Friday, 09 March 2018
By Print21

Major shareholder Darwin Deason has filed a new lawsuit against Xerox after the company refused to allow him to make board nominations in his fight against the proposed $6.1 billion merger that would combine Xerox with existing joint venture Fuji Xerox.

The high-profile hedge fund manager nominated a full slate of ten directors to replace Xerox Corp’s existing board at the company’s upcoming AGM. But the company said he missed the deadline.

In his new lawsuit, Deason argues he has a right to nominate directors despite missing the deadline because the current board had made a series of significant decisions and disclosures to stockholders after the deadline.

Last month, Deason filed legal action with the US Securities and Exchange Commission to block the merger, claiming the deal undervalues the company.

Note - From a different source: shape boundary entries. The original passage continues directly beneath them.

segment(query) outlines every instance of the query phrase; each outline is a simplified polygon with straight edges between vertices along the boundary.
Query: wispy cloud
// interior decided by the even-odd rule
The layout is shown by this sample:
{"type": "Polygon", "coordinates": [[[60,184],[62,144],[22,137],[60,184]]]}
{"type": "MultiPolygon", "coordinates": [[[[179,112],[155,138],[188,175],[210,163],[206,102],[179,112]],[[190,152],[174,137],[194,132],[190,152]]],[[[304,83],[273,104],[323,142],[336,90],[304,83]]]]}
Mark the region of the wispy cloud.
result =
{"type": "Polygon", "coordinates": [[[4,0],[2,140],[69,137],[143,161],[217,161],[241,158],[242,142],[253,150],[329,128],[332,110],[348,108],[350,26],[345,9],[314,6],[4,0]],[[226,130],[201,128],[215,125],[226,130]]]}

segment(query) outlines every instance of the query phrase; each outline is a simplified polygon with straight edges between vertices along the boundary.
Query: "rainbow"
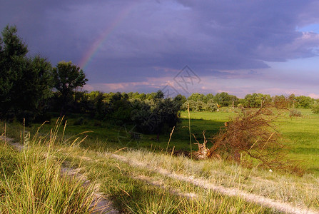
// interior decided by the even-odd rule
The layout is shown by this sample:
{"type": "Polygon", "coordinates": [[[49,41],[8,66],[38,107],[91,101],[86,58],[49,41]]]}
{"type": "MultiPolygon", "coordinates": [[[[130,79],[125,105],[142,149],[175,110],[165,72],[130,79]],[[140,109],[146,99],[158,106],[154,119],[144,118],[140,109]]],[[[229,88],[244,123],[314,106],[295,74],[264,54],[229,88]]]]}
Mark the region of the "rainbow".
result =
{"type": "Polygon", "coordinates": [[[136,3],[131,4],[128,6],[126,6],[122,11],[120,11],[114,19],[112,24],[106,27],[106,29],[100,34],[98,38],[93,43],[92,46],[86,51],[84,56],[81,59],[79,66],[81,69],[85,69],[87,66],[92,61],[92,58],[98,52],[98,49],[103,45],[105,41],[108,39],[112,32],[113,32],[116,28],[121,24],[121,23],[128,16],[132,9],[136,5],[136,3]]]}

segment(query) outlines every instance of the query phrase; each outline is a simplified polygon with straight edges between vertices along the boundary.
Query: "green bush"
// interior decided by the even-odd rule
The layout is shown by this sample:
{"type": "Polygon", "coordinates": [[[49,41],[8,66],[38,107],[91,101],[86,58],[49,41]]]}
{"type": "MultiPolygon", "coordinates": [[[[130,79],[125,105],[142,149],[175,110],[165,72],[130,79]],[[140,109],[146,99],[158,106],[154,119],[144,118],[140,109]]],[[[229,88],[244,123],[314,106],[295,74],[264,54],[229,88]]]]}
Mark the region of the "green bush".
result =
{"type": "Polygon", "coordinates": [[[311,111],[313,113],[319,113],[319,103],[315,103],[315,105],[313,105],[311,111]]]}
{"type": "Polygon", "coordinates": [[[293,109],[290,111],[290,113],[289,113],[290,117],[301,117],[301,111],[297,111],[295,109],[293,109]]]}

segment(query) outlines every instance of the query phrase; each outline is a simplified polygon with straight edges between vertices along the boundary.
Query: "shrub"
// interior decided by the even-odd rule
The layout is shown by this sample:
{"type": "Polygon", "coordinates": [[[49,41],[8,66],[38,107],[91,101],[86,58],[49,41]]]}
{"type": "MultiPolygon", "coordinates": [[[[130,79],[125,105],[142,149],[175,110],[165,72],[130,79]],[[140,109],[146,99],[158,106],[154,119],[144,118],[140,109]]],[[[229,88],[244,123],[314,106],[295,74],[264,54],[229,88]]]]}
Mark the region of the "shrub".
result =
{"type": "MultiPolygon", "coordinates": [[[[303,175],[296,160],[288,160],[287,151],[272,125],[273,112],[265,108],[258,111],[242,109],[213,140],[213,147],[206,149],[206,143],[198,144],[208,158],[233,160],[240,165],[259,166],[303,175]],[[253,161],[253,160],[255,160],[253,161]]],[[[199,149],[201,151],[201,149],[199,149]]],[[[201,156],[201,154],[198,154],[201,156]]]]}
{"type": "Polygon", "coordinates": [[[319,113],[319,103],[315,103],[313,105],[311,111],[313,113],[319,113]]]}
{"type": "Polygon", "coordinates": [[[290,111],[290,113],[289,113],[290,117],[301,117],[301,111],[297,111],[295,109],[293,109],[290,111]]]}

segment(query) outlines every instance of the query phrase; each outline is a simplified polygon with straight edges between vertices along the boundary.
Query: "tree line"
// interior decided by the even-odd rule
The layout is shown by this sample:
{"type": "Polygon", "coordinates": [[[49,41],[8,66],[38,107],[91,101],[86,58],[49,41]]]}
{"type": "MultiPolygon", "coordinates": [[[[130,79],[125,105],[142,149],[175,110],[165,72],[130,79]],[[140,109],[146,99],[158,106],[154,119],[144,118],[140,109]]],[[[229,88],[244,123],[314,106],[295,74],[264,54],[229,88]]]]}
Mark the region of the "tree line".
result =
{"type": "MultiPolygon", "coordinates": [[[[96,120],[122,125],[133,123],[143,133],[161,133],[178,121],[179,111],[216,111],[219,107],[311,108],[317,102],[308,96],[248,94],[238,98],[226,92],[215,95],[194,93],[186,98],[164,93],[103,93],[79,91],[88,79],[72,62],[61,61],[55,66],[45,58],[28,55],[27,45],[6,26],[0,36],[0,119],[24,118],[43,122],[51,116],[79,113],[96,120]]],[[[81,124],[81,121],[79,123],[81,124]]]]}

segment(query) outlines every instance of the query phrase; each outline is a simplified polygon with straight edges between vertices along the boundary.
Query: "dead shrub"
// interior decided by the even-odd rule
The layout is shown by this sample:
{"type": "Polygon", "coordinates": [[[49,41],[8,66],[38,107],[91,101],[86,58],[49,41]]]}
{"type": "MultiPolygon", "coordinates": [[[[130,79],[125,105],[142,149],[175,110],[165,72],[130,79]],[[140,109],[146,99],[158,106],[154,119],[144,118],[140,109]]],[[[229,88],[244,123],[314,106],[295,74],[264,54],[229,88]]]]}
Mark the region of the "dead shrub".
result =
{"type": "MultiPolygon", "coordinates": [[[[269,108],[241,109],[228,122],[206,148],[207,141],[199,143],[197,159],[218,158],[237,162],[246,167],[253,164],[268,169],[303,173],[298,161],[287,158],[287,150],[273,126],[275,114],[269,108]]],[[[196,140],[197,141],[197,140],[196,140]]]]}

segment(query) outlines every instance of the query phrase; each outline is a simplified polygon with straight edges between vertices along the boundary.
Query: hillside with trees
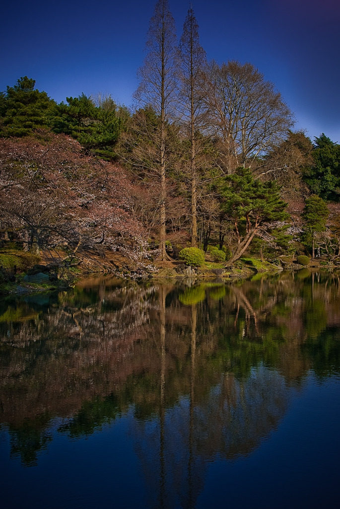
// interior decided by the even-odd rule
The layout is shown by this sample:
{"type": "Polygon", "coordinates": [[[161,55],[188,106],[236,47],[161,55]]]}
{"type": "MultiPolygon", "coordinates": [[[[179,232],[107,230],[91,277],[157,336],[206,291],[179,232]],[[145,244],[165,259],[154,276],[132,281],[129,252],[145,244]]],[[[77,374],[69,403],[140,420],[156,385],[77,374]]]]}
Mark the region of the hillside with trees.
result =
{"type": "Polygon", "coordinates": [[[337,262],[340,145],[294,131],[251,63],[207,61],[192,7],[177,43],[159,0],[138,76],[132,109],[101,93],[57,104],[27,76],[0,94],[2,249],[119,252],[136,266],[189,246],[210,261],[218,248],[225,266],[245,254],[337,262]]]}

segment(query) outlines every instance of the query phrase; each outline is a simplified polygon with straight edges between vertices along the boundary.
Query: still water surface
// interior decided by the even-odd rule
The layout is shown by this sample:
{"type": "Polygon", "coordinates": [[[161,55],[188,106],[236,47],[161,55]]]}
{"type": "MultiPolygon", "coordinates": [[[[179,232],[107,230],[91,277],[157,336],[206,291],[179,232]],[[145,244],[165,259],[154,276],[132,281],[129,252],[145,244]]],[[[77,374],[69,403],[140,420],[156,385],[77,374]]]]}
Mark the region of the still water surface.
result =
{"type": "Polygon", "coordinates": [[[340,281],[0,301],[2,507],[337,505],[340,281]]]}

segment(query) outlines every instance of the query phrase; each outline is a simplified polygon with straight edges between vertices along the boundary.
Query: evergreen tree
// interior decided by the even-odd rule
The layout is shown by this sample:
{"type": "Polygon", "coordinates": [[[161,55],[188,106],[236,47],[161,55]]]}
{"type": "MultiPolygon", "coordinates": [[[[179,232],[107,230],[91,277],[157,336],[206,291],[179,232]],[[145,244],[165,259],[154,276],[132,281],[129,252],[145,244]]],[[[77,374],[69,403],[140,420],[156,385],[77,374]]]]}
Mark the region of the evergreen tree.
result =
{"type": "MultiPolygon", "coordinates": [[[[278,222],[285,221],[288,214],[287,204],[280,198],[280,188],[274,181],[261,182],[254,179],[250,169],[238,168],[234,174],[226,177],[222,183],[221,208],[232,221],[237,239],[233,256],[228,261],[232,265],[248,247],[256,235],[275,229],[278,222]]],[[[282,241],[282,239],[281,239],[282,241]]]]}
{"type": "Polygon", "coordinates": [[[126,108],[117,108],[110,96],[98,106],[83,93],[66,100],[67,104],[62,102],[55,108],[53,131],[72,136],[102,158],[114,157],[113,147],[128,115],[126,108]]]}

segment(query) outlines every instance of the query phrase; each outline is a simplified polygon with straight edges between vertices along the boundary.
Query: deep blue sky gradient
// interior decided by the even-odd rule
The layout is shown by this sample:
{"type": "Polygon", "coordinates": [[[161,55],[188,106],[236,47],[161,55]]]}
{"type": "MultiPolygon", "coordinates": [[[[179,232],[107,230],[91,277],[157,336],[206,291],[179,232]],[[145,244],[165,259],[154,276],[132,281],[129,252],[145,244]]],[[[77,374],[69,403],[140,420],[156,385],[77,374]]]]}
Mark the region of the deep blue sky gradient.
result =
{"type": "MultiPolygon", "coordinates": [[[[6,3],[0,90],[27,75],[59,102],[108,92],[130,106],[156,2],[6,3]]],[[[177,35],[190,6],[169,0],[177,35]]],[[[273,82],[313,139],[340,143],[339,0],[196,0],[209,59],[250,62],[273,82]]]]}

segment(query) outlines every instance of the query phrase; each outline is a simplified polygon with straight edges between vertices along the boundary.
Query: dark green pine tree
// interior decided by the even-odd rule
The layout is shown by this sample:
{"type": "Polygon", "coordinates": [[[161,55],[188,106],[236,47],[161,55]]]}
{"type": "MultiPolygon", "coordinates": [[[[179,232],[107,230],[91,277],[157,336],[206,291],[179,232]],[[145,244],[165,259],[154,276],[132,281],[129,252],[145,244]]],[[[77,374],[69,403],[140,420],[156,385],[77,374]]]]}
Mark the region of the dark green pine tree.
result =
{"type": "Polygon", "coordinates": [[[326,230],[326,223],[329,215],[327,205],[320,196],[313,195],[306,200],[302,213],[303,220],[303,243],[312,248],[312,257],[315,254],[316,234],[326,230]]]}
{"type": "Polygon", "coordinates": [[[125,128],[129,114],[117,107],[110,97],[99,106],[84,93],[78,97],[67,97],[55,108],[53,130],[75,138],[87,150],[100,157],[114,156],[113,146],[125,128]]]}
{"type": "Polygon", "coordinates": [[[3,117],[0,135],[22,136],[37,129],[48,129],[55,103],[46,92],[35,89],[35,80],[21,77],[8,87],[0,100],[3,117]]]}
{"type": "MultiPolygon", "coordinates": [[[[237,239],[236,249],[228,265],[232,265],[245,251],[256,235],[276,231],[278,222],[289,217],[287,203],[281,200],[280,187],[271,181],[262,182],[255,179],[248,168],[237,168],[225,177],[220,190],[221,208],[235,227],[237,239]]],[[[281,239],[282,241],[282,239],[281,239]]]]}
{"type": "Polygon", "coordinates": [[[323,133],[315,138],[314,163],[304,172],[303,179],[315,194],[332,201],[340,199],[340,145],[323,133]]]}

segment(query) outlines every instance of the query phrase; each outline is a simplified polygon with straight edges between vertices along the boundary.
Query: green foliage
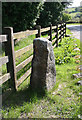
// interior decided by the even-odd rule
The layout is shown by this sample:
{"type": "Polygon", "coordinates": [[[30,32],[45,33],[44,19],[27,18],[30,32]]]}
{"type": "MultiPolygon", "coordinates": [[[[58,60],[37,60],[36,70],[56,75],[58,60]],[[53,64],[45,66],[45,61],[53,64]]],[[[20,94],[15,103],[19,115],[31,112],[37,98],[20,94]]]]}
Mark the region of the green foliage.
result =
{"type": "Polygon", "coordinates": [[[3,2],[2,27],[13,27],[14,32],[53,25],[60,20],[66,3],[59,2],[3,2]]]}
{"type": "Polygon", "coordinates": [[[55,25],[60,22],[60,15],[65,6],[65,3],[61,2],[45,2],[37,24],[47,27],[50,24],[55,25]]]}
{"type": "Polygon", "coordinates": [[[39,16],[42,4],[42,2],[3,2],[3,27],[11,26],[14,32],[31,29],[39,16]]]}
{"type": "Polygon", "coordinates": [[[82,22],[82,7],[74,7],[74,8],[67,8],[65,9],[64,13],[69,14],[71,18],[68,22],[82,22]]]}

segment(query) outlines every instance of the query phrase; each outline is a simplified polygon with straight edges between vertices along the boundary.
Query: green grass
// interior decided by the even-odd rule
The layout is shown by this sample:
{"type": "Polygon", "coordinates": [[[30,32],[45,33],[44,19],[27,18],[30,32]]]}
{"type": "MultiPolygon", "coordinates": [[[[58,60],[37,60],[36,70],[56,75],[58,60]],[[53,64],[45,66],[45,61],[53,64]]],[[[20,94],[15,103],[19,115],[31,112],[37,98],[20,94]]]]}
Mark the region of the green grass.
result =
{"type": "MultiPolygon", "coordinates": [[[[71,34],[67,29],[67,34],[71,34]]],[[[33,37],[34,39],[34,37],[33,37]]],[[[33,40],[32,39],[32,40],[33,40]]],[[[32,40],[27,43],[27,39],[23,43],[15,46],[15,50],[31,44],[32,40]],[[24,44],[24,45],[22,45],[24,44]]],[[[22,42],[22,43],[21,43],[22,42]]],[[[10,97],[2,105],[3,118],[72,118],[78,119],[80,115],[80,86],[77,82],[80,80],[74,79],[73,74],[78,73],[77,67],[80,63],[76,63],[74,56],[80,52],[74,52],[75,47],[80,48],[78,39],[67,37],[62,39],[58,48],[54,48],[56,62],[56,85],[50,92],[41,94],[37,91],[32,91],[29,87],[30,76],[20,85],[17,92],[13,92],[10,97]],[[77,45],[75,45],[77,44],[77,45]],[[58,56],[59,58],[58,58],[58,56]],[[60,58],[70,57],[66,61],[60,63],[60,58]],[[56,61],[57,61],[56,60],[56,61]]],[[[26,58],[25,55],[22,60],[26,58]]],[[[22,60],[16,60],[19,64],[22,60]],[[19,62],[20,61],[20,62],[19,62]]],[[[79,60],[79,59],[78,59],[79,60]]],[[[29,66],[27,66],[29,67],[29,66]]],[[[26,69],[27,69],[26,67],[26,69]]],[[[19,73],[23,74],[24,69],[19,73]]]]}
{"type": "Polygon", "coordinates": [[[82,23],[68,23],[66,25],[82,25],[82,23]]]}

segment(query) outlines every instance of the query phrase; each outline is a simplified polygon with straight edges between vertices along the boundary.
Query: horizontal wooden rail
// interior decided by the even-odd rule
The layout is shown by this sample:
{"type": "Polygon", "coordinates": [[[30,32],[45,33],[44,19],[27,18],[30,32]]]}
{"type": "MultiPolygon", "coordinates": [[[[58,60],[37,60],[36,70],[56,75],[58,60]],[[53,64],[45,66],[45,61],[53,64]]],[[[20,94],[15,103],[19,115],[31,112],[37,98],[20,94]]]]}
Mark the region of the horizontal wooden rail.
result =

Xerox this week issued a 2,000-word letter to shareholders defending the deal and “reinforcing its belief in the significant benefits of the Company’s proposed combination with Fuji Xerox.”

Dear Xerox Shareholders,

As a result of a comprehensive review of the Company’s strategic and financial alternatives, Xerox’s Board and management strongly believe that the combination with Fuji Xerox is the best path forward to create value for Xerox and its shareholders.

The revenue and cost synergies identified through this combination include:
Developing a more complete and competitive product portfolio, with enhanced offerings in areas where Xerox is currently underpenetrated such as high-speed inkjet and low-end A3;
Streamlining global R&D, product rollout and marketing strategies to deliver best-in-class solutions with greater coordination, efficiency and improved time-to-market;
Leveraging Xerox and Fuji Xerox’s integrated delivery and servicing capabilities to improve our solutions architecture and expand client relationships globally;
Transforming small and midsized business (SMB) strategy by expanding our channel reach and increasing cost competitiveness through cost synergies;
and optimizing the global footprint of manufacturing, distribution and R&D centers, and eliminating duplicative costs at corporate and support functions.

Xerox also said that in addition to $1.25 billion of cost synergies, a separate cost reduction program already underway at Fuji Xerox is expected to deliver $450 million in annual cost savings over the next two years (see chart).

This brings the total annual cost savings target for the combined company to over $1.7 billion to be completed by 2022, with approximately $1.2 billion achievable by 2020.